Does the AAS-700As support variable air velocity control per nozzle?

No. Air velocity is fixed within 15–20 m/s range by fan static pressure and nozzle orifice design; velocity adjustment is not user-configurable.
What is the recommended maintenance interval for HEPA filters?

Under typical operation (200 cycles/week), HEPA filters require replacement every 18–24 months; pre-filters should be inspected monthly and replaced every 3–6 months based on differential pressure rise (>150 Pa across pre-filter bank).
Can this unit be installed in a negative-pressure corridor?
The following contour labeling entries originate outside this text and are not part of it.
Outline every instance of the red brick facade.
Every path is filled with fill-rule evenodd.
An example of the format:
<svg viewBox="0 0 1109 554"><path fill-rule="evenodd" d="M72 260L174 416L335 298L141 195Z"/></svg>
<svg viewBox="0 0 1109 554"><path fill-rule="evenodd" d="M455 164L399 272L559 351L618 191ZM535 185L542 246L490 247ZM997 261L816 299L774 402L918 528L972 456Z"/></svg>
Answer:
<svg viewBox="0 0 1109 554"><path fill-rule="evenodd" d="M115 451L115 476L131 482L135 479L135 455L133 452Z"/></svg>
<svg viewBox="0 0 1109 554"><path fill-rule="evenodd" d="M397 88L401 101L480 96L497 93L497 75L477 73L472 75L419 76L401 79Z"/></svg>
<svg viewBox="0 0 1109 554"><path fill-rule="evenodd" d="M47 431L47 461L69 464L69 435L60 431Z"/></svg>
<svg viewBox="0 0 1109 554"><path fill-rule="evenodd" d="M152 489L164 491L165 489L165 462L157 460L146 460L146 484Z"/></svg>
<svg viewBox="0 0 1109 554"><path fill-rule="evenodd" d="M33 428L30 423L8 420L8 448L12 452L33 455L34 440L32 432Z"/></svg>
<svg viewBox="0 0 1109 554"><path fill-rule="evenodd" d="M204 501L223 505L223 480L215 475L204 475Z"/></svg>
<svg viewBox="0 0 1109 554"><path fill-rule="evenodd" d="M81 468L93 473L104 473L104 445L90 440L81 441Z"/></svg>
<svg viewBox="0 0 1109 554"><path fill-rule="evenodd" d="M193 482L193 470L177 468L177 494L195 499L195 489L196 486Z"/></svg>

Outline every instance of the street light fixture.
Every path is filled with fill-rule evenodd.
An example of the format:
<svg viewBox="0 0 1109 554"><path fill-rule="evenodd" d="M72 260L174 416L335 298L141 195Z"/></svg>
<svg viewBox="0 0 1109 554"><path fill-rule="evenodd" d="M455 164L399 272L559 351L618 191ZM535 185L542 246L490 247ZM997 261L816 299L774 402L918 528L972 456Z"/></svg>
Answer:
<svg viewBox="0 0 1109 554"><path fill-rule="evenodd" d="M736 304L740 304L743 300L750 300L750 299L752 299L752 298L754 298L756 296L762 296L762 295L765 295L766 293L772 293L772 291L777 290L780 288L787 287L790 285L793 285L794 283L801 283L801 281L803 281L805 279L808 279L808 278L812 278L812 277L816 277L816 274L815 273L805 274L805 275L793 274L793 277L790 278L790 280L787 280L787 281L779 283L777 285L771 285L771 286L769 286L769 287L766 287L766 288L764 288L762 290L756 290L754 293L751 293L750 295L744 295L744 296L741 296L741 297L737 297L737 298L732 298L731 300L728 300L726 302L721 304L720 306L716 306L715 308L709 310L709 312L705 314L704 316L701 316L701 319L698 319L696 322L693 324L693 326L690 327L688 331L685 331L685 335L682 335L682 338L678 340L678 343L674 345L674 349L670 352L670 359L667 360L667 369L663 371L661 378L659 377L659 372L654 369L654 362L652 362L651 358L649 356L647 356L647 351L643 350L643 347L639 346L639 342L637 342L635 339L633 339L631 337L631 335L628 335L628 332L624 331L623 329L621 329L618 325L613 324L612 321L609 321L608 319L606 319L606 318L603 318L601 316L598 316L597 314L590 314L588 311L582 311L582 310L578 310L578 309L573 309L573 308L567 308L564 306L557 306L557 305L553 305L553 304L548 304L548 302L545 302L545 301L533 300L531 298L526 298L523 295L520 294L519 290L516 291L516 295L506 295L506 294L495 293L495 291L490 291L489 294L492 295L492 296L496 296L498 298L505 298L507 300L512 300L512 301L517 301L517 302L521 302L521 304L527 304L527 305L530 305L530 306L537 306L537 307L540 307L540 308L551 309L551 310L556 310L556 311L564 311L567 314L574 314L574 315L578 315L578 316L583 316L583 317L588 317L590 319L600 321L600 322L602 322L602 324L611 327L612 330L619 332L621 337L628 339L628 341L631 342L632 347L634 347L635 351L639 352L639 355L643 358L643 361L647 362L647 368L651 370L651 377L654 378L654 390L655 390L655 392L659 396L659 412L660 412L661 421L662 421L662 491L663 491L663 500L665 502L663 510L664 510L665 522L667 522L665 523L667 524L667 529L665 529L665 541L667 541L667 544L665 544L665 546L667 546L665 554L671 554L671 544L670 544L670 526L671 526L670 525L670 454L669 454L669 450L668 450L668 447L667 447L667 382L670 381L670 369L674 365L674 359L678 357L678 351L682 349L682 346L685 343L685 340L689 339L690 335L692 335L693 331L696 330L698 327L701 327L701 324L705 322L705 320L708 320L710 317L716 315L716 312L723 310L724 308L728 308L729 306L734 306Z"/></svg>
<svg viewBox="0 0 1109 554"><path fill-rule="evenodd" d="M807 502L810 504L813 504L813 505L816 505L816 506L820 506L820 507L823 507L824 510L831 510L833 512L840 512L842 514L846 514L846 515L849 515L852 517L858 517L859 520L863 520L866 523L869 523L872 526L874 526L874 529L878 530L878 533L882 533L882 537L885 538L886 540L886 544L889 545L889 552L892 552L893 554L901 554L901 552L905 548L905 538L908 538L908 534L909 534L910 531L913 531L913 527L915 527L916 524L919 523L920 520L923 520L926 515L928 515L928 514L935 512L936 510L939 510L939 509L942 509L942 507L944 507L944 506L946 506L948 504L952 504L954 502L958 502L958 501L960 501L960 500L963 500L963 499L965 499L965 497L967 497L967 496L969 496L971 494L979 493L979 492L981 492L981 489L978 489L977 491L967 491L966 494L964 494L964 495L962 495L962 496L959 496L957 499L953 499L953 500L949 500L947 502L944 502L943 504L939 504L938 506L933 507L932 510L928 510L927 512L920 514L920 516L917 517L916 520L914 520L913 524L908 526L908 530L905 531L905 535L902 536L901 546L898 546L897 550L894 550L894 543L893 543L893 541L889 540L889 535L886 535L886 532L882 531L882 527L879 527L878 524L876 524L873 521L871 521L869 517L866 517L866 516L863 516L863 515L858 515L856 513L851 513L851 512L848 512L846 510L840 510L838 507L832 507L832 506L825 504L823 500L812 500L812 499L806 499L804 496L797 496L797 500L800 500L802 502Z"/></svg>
Yes—provided supply air is sourced from a higher-pressure clean zone and exhaust is ducted to a dedicated return plenum or outside atmosphere via balanced HVAC design.
Is third-party certification available for filter efficiency testing?

HJ provides factory test reports per EN 1822-3 (DOP penetration scan) for each HEPA filter batch; optional TÜV SÜD or SGS witnessed testing can be arranged at buyer’s cost.
What is the maximum ambient temperature rating for continuous operation?

The unit is rated for continuous operation at ambient temperatures between 10 °C and 35 °C, with relative humidity ≤80% non-condensing, per IEC 60068-2-1/2 environmental stress specifications.